Una de las guerras que el Rav luchó desde que era un joven bachur fue estudiar Torá durante largas horas mientras estaba de pie.

Para una persona que miraba desde un lado, parecía un comportamiento inhumano. ¿Cómo puede una persona estar de pie durante tantas horas? ¿También cuando es mayor? ¿Y mientras aprende tan profundamente?

La siguiente historia ocurrió al final de un día muy ocupado, cuando el Rav estudió Torá todo el día y recibió visitantes durante las horas de la tarde. Después de un tiempo, participó en la simcha de uno de sus estudiantes.

Tarde en la noche, el Rav regresó a su hogar exhausto. El Rav entró en su habitación y sus familiares estaban seguros de que iba a dormir un poco para reunir un poco de fuerza para servir al Creador. Era su costumbre despertarse para orar en chatzot halaila (medianoche halájica). Pero eso no sucedió. El Rav se acercó a su cama y, mientras estaba de pie junto a ella, tomó una Guemará de la mesa. La abrió frente a él y comenzó a estudiar en posición de pie. Alejó el cansancio y la agotación de su cuerpo débil.

De repente, su voz agradable fue escuchada por uno de los miembros de la familia cantando y orando. El miembro de la familia se sorprendió. ¿El Rav no está durmiendo? El miembro de la familia se apresuró a entrar en la habitación. Para su sorpresa, notó que el Rav se había desplomado en el suelo por debilidad. "¡Oy! ¡El Rav se cayó!" gritó el joven. Se apresuró a levantar al Rav del suelo y acostarlo en la cama.

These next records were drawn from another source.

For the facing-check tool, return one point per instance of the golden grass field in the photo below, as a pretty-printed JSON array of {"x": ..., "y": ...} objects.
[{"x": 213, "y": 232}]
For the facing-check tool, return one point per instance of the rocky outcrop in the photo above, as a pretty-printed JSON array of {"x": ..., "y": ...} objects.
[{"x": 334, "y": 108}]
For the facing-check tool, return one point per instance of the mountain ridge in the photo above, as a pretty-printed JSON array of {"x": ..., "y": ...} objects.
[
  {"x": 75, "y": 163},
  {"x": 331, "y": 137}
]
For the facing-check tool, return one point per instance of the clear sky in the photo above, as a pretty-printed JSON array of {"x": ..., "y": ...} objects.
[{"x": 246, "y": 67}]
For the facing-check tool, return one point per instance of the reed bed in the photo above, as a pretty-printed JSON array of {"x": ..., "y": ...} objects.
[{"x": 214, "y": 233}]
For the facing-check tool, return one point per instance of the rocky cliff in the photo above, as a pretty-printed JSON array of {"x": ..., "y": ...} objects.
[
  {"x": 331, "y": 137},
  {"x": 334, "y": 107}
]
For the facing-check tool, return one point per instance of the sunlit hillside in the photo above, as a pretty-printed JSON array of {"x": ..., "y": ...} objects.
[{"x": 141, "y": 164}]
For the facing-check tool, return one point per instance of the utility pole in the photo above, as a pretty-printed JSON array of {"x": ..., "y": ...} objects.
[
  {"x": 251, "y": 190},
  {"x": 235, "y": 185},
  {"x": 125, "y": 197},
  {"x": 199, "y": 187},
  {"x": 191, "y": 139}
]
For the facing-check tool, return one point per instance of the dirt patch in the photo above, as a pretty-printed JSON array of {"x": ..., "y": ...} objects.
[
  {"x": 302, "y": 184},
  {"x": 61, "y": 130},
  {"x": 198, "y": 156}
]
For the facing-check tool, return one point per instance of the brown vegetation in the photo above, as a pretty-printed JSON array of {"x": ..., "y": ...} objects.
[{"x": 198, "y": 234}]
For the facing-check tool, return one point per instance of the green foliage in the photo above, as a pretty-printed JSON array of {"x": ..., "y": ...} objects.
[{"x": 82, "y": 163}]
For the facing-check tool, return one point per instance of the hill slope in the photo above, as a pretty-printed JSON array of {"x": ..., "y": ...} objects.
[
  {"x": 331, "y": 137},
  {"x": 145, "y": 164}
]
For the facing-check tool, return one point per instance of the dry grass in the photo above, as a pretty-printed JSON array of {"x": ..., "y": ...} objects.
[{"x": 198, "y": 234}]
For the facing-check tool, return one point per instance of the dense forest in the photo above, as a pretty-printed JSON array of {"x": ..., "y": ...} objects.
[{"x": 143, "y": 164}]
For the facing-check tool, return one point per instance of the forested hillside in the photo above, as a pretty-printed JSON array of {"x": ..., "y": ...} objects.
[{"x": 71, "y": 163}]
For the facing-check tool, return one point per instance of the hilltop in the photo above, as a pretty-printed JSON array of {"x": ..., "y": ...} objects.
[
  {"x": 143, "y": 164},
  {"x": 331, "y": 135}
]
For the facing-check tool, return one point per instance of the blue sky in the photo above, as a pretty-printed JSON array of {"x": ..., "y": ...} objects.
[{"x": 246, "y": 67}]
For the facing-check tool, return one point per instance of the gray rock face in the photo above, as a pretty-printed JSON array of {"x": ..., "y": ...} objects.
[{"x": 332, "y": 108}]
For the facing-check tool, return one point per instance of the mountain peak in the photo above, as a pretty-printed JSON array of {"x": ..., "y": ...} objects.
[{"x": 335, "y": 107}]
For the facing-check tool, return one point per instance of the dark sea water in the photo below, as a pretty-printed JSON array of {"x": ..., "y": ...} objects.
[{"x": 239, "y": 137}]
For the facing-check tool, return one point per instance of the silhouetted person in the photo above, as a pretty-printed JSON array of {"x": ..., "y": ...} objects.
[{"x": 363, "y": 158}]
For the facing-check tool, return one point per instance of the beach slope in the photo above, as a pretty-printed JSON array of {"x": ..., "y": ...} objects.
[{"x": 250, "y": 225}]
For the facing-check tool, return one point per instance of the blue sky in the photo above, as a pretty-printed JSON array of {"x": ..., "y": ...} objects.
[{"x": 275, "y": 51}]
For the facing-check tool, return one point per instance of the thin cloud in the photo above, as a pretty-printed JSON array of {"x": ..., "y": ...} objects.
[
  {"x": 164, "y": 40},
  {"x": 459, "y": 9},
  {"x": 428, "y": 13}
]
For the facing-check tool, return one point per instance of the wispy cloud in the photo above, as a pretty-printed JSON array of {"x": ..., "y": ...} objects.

Sin embargo, el cuerpo débil del Rav no podía seguir el ritmo de su poderosa alma. El Rav insistió en continuar estudiando mientras estaba de pie. Los miembros de la familia que entraron en la habitación le suplicaron al Rav que dejara de estudiar por el bien de un breve descanso. Sin embargo, el Rav no les hizo caso. Continuó sosteniendo el libro hasta que salió el sol. Luego rezó Shacharit. Luego, después de rezar, tuvo compasión de su cuerpo débil y descansó un poco.

***

Además, más tarde, un médico le advirtió que no se mantuviera de pie durante mucho tiempo, porque estaba arriesgando su salud. Algo estaba mal con su pierna. Aun así, no quería cambiar su costumbre de estar de pie desde el comienzo de las oraciones hasta el final.

¿Qué hizo? Puso un shtender frente a él y se mantuvo de pie con la mayor parte de su peso apoyado en su pierna sana, usando el shtender como soporte. Requería mucha fuerza estar allí así. Sin embargo, el Rav nunca tuvo miedo de esforzarse, más allá de sus fuerzas, y se concentró solo en hacer el trabajo de Hashem.